Сознание странно и резко переключается между мной-собакой и мной-человеком, как будто кто-то бездумно щелкает кнопками на пульте. Я теряю в скорости из-за этого, двигаюсь медленнее, чем могла бы, потому что мне требуется какое-то время на осмысление каждый раз, с каждым новым нажатием долбанной кнопки.
Это тоже это… Это оно делает.
Но я бегу, все еще бегу.
Запах все ближе, все слаще. Страдания души такие вкусные, что я замираю на миг, а потом снова ускоряюсь. Нельзя медлить или мне совсем ничего не останется, ни кусочка, ни намека.
Чем ближе я подхожу, тем больше мух, тем яростнее и темнее то, что под ними.
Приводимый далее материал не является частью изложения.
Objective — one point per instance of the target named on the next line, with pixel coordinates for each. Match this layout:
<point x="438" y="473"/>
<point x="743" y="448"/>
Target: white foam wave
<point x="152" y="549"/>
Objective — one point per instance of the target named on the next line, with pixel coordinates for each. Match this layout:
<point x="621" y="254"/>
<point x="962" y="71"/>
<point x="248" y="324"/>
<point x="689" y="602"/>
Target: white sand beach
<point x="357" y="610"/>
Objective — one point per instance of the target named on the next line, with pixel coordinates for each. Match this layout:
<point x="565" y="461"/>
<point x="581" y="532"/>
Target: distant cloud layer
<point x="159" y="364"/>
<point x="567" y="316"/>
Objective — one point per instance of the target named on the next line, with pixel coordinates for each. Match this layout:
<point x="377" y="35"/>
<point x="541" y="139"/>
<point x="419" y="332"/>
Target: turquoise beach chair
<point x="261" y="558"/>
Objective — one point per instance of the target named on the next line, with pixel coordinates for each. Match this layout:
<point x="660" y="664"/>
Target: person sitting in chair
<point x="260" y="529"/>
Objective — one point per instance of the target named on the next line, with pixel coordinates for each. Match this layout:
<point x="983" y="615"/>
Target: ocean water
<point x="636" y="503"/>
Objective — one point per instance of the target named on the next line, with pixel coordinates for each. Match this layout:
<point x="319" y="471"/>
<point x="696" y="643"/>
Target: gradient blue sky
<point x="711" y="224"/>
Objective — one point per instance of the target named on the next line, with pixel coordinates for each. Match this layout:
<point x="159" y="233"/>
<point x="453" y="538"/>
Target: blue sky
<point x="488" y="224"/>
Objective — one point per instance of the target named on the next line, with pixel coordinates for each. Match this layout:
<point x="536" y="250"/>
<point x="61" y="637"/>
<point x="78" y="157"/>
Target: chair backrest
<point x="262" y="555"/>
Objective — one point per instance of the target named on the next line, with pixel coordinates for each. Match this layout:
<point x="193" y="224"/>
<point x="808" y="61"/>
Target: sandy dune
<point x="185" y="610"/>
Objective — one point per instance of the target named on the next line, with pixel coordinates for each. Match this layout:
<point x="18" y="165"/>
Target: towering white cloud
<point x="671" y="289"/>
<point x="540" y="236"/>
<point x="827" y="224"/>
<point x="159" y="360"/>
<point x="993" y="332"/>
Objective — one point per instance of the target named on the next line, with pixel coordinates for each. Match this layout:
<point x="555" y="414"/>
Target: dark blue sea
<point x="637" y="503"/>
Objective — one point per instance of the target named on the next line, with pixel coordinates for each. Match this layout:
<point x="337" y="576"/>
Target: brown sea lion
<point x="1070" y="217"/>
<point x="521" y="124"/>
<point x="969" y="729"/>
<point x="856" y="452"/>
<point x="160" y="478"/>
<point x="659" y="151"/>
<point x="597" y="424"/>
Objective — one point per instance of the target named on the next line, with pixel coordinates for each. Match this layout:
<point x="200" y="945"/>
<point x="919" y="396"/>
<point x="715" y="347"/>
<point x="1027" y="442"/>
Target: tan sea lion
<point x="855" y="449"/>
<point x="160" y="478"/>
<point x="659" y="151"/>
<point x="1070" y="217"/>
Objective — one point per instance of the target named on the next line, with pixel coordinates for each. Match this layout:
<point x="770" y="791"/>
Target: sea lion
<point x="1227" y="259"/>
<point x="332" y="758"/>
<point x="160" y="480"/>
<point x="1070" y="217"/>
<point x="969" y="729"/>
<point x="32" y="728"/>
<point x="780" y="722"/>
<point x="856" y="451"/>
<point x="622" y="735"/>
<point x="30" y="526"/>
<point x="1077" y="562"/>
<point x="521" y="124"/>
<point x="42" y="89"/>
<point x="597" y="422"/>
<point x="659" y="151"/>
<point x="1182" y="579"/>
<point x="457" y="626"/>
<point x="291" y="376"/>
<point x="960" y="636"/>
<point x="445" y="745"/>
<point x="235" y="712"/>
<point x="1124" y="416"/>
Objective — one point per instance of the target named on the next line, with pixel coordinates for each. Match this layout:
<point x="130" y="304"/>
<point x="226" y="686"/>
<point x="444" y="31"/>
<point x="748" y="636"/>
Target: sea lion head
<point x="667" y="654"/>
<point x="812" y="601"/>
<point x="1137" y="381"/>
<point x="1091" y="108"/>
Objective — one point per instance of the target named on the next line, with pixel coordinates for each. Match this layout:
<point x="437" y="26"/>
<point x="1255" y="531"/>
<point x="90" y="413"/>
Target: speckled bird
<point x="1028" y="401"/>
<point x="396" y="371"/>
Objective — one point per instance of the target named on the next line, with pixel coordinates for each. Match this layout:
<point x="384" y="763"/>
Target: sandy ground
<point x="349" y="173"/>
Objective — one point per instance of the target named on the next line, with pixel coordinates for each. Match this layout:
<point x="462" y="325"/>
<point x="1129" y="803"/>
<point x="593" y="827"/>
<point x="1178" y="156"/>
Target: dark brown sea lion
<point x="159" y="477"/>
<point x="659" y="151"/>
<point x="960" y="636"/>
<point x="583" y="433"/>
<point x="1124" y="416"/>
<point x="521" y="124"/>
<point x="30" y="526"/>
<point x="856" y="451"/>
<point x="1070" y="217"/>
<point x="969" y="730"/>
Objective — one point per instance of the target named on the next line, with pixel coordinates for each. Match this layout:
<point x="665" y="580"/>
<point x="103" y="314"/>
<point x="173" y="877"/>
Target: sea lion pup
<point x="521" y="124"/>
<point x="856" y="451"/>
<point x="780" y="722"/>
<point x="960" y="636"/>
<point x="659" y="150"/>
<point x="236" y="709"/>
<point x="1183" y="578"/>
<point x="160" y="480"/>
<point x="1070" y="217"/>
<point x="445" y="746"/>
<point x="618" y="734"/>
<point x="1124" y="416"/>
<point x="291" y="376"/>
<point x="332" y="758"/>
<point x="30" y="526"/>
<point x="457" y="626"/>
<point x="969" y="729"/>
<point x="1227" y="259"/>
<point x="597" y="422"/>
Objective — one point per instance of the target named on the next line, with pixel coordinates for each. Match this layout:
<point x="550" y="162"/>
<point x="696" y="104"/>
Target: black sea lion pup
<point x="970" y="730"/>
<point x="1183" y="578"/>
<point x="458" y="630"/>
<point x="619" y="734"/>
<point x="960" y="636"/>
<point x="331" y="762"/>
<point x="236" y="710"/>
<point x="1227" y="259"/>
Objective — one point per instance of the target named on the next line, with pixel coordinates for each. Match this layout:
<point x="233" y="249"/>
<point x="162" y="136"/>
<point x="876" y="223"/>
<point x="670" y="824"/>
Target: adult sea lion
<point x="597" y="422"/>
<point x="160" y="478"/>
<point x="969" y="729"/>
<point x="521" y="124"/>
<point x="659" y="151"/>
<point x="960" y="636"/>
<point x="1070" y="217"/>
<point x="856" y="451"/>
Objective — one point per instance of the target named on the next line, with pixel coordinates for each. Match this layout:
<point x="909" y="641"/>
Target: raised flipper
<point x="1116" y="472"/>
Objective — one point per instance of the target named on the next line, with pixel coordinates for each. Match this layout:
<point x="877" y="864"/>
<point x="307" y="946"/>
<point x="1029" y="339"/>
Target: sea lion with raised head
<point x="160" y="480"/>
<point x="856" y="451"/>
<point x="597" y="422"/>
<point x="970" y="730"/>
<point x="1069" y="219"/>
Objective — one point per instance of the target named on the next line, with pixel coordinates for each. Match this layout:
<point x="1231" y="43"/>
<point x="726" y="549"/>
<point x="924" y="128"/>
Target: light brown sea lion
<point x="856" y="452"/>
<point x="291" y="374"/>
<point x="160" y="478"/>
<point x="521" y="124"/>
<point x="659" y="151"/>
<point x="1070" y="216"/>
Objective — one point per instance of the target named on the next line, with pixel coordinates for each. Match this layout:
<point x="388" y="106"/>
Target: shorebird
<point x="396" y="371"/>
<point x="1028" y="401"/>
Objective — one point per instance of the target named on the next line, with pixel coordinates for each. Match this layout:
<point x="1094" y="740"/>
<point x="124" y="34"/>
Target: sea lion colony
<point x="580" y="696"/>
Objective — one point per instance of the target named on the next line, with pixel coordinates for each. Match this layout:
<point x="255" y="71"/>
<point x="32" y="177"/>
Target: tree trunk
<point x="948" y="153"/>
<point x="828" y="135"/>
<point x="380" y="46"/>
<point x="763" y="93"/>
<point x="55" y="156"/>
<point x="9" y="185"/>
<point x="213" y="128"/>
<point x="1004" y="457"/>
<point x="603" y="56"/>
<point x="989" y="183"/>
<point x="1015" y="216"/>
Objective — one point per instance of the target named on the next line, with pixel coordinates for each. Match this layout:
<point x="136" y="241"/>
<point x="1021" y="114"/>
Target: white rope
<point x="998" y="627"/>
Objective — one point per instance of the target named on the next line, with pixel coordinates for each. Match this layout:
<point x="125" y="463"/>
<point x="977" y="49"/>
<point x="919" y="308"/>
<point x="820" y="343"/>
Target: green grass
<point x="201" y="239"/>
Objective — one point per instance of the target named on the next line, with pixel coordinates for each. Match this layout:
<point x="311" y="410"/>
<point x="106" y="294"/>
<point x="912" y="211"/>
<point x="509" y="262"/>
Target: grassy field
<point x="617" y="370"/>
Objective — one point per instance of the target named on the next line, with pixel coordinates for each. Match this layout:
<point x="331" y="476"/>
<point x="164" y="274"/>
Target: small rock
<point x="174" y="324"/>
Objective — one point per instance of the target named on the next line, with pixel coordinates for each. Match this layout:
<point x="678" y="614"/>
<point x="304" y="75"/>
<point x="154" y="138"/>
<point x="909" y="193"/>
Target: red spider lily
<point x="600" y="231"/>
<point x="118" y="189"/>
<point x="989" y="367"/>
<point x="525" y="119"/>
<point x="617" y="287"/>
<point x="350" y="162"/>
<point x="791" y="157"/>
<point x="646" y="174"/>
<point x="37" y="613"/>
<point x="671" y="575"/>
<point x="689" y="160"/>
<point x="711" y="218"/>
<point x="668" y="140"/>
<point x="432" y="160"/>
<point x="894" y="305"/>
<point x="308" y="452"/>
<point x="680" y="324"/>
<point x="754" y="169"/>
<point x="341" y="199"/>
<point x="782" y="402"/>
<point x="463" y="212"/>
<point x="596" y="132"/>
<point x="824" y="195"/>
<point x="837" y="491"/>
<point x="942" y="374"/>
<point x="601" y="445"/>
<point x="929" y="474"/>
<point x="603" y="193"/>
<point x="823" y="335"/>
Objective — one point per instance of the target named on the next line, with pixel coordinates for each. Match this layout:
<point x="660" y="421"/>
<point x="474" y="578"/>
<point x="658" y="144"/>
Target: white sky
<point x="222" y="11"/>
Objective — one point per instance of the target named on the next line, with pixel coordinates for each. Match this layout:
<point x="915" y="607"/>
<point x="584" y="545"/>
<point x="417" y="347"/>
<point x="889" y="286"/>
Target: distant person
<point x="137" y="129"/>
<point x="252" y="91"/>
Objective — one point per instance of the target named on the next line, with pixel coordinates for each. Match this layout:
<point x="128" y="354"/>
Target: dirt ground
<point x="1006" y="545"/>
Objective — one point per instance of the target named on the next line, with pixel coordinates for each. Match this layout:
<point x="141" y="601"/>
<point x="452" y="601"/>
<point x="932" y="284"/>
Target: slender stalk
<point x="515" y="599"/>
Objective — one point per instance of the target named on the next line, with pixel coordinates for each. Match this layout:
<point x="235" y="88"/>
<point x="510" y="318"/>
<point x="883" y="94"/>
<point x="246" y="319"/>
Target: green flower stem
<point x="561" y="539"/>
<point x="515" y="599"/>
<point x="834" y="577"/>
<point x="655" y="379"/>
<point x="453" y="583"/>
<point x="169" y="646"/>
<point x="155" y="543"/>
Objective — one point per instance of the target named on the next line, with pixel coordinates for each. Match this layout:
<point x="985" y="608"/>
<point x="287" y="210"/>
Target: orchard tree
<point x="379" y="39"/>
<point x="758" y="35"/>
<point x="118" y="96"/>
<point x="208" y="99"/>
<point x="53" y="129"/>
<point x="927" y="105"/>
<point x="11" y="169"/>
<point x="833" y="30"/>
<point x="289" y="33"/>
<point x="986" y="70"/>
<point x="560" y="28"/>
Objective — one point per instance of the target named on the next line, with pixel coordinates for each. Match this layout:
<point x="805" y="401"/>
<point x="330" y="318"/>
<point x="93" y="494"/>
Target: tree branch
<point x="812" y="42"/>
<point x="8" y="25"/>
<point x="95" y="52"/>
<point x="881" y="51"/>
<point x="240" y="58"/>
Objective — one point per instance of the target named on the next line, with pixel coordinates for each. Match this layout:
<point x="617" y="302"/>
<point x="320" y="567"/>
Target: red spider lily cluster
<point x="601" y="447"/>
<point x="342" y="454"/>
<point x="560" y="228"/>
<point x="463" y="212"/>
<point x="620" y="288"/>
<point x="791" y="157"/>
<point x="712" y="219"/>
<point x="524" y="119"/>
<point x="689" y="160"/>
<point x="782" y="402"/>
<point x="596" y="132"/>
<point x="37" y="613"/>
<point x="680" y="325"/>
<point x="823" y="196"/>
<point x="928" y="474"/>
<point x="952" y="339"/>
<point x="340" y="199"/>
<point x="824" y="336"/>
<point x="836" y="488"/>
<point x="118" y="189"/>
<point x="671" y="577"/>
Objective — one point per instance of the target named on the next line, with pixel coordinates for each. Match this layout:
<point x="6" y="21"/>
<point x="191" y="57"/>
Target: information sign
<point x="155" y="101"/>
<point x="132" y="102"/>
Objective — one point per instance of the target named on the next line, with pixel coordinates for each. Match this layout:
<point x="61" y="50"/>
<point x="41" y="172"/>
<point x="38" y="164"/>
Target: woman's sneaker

Древнее, живое, зловонное, вместилище всех пороков человеческих.
Еще несколько рывков и я наконец-то вижу душу, она облеплена мухами так плотно, что из-за них ничего не видно, только серо-сизые мелкие крошки на черном полотне, как частички пыли. Это остатки души, крошки хлеба, падающие под царский стол. Душа на расстоянии броска от меня. И я почти готова сделать этот бросок, когда меня за загривок тянет с такой силой, что я валюсь на спину, почти купаюсь в раздавленных внутренностях скользких личинок, моя морда в черной, густой жиже. И эта жижа толкается мне в пасть, не просто пробует просочиться, именно толкается, пробует разжать стиснутые челюсти.
Нет.
Я вздергиваю себя вверх, рычу, скребу лапами и все-таки бросаюсь вперед, хватаю душу, вонзаясь зубами в податливое нутро, и тащу нас наверх. Надо выбраться отсюда, все остальное потом. В ушах гул разбуженного, разозленного роя, низкий, вибрирующий. Этот рой врезается мне в бок, бьет по морде, тащит душу на себя, тянет, пробует вырвать из пасти.
Но я сильнее, я больше и я, однозначно, злее.
Выбираться отсюда гораздо труднее, чем было погружаться, чем было даже искать мальчишку. Тянет, давит и оглушает со всех сторон. Мой собственный страх. Он бьет по нервам, он застилает глаза пламенем. Я боюсь огня. Я очень боюсь жадных, жарких красно-рыжих языков пламени, а оно уже искрит на моей шерсти, щекочет лапы и кончик хвоста, забивает запахом горящего дерева нос.
На миг, на краткий миг я почти готова выпустить свою добычу из пасти, бросить ее здесь и свалить, но следующий толчок вбок приводит в чувства. И я тащу нас обоих наверх. Выныриваю, дышу. Открываю глаза, сажая пса на поводок. Недовольного, рычащего и изрядно потрепанного пса.
В руке едва заметная, едва различимая на сером бетоне нога смотрителя, он мерцает, смотрит в небо широко открытыми глазами, не издает ни звука и не двигается. Кажется, что ничего не понимает. Игорь очень тусклый, слишком слабый, слишком много вытащил из него… этот. Кстати, о…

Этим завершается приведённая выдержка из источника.